Mein Nachbar Dirk macht sich Sorgen, dass er aus Versehen den Hund im Erdgeschoss vergiften könnte. Er kommt gerade vom Einkauf bei Penny, den Hackenporsche im Schlepptau. Er ist 60. Auf dem Kopf trägt er ein Gebüsch roter, drahtiger Haare, aus dem ein Paar blauer Augen hervorlugen. Erinnert ein bisschen an Rübezahl. Mit gerunzelter Stirn blickt er hinauf zu seinem Balkon, wo hochaufgereckt Engelstrompeten stehen und aus trichtergroßen Blüten ihren süßlichen Mandelduft über den Wedding posaunen. Er liebe den Duft, sagt er. Problem sei nur: Die Blüten sind giftig.

Ab und zu fällt eine runter.
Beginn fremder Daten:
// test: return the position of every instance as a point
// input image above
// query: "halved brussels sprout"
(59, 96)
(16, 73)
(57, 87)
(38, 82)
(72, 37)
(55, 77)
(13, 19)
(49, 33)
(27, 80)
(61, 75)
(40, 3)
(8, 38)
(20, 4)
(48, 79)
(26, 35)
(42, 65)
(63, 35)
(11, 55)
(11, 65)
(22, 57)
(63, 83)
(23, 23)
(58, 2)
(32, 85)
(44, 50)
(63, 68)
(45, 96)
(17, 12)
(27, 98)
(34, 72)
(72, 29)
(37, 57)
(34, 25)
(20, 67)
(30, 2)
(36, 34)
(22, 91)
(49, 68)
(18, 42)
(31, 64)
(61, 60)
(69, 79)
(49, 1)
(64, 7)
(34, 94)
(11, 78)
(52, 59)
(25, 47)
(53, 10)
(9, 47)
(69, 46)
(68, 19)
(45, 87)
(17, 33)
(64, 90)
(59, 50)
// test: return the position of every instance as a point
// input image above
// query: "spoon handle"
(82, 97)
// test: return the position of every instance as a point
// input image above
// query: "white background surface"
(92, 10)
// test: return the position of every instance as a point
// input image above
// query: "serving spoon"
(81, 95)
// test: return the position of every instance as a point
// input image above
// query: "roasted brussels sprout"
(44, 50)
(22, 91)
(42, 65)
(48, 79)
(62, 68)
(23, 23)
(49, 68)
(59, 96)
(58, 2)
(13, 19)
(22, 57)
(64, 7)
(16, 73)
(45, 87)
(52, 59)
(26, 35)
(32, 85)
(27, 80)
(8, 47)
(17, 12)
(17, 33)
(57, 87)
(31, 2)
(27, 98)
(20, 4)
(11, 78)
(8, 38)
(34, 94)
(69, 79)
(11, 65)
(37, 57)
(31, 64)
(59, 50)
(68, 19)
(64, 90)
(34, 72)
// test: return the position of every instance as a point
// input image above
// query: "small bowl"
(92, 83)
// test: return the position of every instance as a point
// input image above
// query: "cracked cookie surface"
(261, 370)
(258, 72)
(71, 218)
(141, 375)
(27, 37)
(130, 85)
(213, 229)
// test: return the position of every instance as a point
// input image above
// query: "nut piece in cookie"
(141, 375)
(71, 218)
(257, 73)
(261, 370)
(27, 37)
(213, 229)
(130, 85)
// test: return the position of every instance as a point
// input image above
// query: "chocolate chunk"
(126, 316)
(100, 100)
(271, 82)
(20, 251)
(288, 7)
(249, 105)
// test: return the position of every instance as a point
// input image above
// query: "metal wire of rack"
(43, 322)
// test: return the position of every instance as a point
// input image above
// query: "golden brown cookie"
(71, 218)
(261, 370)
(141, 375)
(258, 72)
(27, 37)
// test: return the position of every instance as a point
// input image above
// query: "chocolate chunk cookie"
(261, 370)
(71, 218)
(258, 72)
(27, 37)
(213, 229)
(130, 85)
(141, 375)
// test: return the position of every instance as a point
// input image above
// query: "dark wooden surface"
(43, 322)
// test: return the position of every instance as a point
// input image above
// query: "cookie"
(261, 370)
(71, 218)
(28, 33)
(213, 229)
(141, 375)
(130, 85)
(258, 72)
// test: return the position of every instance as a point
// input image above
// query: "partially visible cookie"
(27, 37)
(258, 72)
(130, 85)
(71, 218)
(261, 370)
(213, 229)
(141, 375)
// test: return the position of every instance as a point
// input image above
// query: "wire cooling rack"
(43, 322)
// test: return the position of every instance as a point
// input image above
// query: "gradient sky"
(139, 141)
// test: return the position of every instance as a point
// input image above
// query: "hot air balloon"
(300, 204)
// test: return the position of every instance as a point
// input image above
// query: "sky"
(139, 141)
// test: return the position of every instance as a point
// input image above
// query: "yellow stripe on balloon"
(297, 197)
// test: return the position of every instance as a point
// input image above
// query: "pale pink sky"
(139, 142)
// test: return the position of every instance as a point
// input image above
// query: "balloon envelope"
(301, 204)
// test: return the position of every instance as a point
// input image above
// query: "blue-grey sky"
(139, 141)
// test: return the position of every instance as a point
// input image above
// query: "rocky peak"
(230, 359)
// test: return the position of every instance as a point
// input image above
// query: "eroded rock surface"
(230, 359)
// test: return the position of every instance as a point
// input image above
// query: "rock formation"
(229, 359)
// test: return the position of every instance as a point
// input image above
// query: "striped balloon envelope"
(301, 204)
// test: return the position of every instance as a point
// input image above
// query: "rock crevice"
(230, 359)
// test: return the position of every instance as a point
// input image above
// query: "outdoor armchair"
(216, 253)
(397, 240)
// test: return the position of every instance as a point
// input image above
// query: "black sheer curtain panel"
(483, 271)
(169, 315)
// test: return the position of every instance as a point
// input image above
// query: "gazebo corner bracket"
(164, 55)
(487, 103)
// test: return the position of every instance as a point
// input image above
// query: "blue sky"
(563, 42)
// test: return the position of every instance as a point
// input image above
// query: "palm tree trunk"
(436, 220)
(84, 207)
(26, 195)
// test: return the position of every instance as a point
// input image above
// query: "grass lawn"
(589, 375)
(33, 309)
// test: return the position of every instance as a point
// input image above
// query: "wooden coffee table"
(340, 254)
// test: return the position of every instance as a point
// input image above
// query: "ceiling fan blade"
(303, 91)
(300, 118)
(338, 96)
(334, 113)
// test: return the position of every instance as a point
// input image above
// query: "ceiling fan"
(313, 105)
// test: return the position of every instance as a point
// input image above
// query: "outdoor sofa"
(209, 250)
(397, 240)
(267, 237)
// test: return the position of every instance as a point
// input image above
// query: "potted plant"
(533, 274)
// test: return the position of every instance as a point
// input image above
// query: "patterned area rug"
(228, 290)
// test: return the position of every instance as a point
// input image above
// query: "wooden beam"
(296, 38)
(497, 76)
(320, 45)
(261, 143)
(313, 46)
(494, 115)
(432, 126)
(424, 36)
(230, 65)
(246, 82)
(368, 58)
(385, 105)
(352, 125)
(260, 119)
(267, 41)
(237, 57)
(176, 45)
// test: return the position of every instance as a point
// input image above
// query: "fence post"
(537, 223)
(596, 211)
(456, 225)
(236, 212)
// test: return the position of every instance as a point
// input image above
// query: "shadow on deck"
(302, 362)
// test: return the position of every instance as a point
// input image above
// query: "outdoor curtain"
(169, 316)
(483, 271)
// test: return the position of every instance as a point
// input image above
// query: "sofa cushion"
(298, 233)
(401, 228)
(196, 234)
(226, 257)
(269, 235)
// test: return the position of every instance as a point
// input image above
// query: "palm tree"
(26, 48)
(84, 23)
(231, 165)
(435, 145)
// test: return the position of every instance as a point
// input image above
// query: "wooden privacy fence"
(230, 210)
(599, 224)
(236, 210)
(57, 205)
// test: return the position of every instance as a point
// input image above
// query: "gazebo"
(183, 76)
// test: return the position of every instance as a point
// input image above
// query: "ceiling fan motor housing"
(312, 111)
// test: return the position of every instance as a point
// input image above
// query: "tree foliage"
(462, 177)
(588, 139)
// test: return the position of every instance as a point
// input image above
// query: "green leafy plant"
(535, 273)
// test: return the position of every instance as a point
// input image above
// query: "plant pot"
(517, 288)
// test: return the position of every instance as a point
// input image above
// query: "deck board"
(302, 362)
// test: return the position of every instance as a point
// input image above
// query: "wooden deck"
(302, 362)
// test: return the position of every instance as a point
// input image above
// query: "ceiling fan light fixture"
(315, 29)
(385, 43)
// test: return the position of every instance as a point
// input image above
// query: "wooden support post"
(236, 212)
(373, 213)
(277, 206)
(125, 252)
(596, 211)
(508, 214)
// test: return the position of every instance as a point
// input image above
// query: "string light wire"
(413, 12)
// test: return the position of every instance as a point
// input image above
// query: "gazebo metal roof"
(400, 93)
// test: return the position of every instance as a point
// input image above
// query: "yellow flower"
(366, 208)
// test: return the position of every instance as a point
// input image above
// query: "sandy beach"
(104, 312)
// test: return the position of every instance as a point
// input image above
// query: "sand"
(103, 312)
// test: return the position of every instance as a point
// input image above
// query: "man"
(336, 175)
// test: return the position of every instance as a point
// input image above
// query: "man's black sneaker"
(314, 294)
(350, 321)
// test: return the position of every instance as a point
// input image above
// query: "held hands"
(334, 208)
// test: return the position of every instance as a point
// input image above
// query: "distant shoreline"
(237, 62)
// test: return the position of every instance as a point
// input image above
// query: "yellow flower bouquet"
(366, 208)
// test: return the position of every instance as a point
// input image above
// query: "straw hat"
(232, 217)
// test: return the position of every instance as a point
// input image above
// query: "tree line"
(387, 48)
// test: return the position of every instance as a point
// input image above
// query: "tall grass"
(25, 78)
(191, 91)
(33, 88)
Der Schäferhund von unten spielt damit, schüttelt sie in seiner Schnauze, wirft sie weg, holt sie wieder. Was ist, wenn der sich durch seine, Dirks, Blüten vergifte? Dirk denkt über eine Netzkonstruktion nach, mit der er das fallende Gift auffangen kann.

Eine Gruppe aufgekratzter Jungen stürmt vorbei, Zehn- oder Elfjährige. Der Hund lehnt an der Balkonbrüstung und bellt. Die Jungs rufen „huuh!“, Dirk guckt missmutig. „Das muss doch nicht sein.“ Er meint die Kinder. Findet es nicht gut, dass sie ein unschuldiges Tier erschrecken. Man solle niemanden ärgern, sagt er.

War er in seiner Kindheit nicht auch übermütig, hat er nicht Klingelstreiche gespielt oder so? „Nein.“ Nie etwas kaputtgemacht? Nein, er sei so erzogen worden, dass Dinge etwas wert sind. Und geprügelt? Hat er sich nie geprügelt? Seine großen Augen schauen mich an. „Doooch. Hab dafür auch im Bau gesessen.“

Und dann erfahre ich, wer Rübezahl mal war. Oder immer noch ist? Zweieinhalb Jahre hat er wegen Körperverletzung gesessen. Er war Rocker. In keinem Club, nicht bei den Hells Angels oder so – die Vereinsmeierei mit Statuten und Präsidenten wählen war nicht sein Ding. Er wollte frei sein. Von solchen freischaffenden Rockern gab es einige, oft sind sie gemeinsam nach Skandinavien gedonnert, 15 Mann und mehr, Dirk auf seiner 900er BMW, später auf einer 1100er Honda Goldwing. In der rauen Natur des großen, weiten Nordens haben sie sich wohl gefühlt.

Zuhause, im steinigen Westberlin, war es enger. Da trat man sich schon mal auf die Füße.

Aber er habe sich nur mit Rockern geschlagen, nie mit Unbeteiligten, und es ging „nie um Larifari“. Worum ging es? „Um Gerechtigkeit.“ Wie sah der Mensch aus nach der Schlägerei, wegen der er eingebuchtet wurde? „Na ja, ich bin Ringer, Boxer, Gewichtheber  – und Metzger. Kannste dir vorstellen, wie der aussah.“ Ich sende Fragezeichen. „Der war Matsche.“ Mir rauscht ein Bild durch den Kopf: Rübezahl hinter der Theke beim Bearbeiten von Frischfleisch. Anschließend mache ich mir Sorgen um den Fortbestand unserer bisher herzlichen Nachbarschaft. Ich frage: Hat der Typ bleibende Schäden davongetragen? „Nee.“ Der habe auch gewusst, warum er sich was einfing. „Ich war im Recht. Jedenfalls aus damaliger Sicht.“

Später hat er noch ein Jahr wegen Meineids gesessen, weil er einen Rockerkumpel nicht verpfeifen wollte. Damals hätten sie ja noch alles untereinander geregelt, da habe man sich vertraut, ein Wort und ein Handschlag genügten. Heute würde man alles mit Anwälten und Verträgen regeln – findet er schwierig. Dann verschwindet er mit seinem karierten Einkaufsroller im Treppenhaus, schleppt ihn mit seiner lädierten Hüfte nach oben und überlegt, wie er die Engelstrompeten mit einem Sicherheitsnetz auffangen könnte.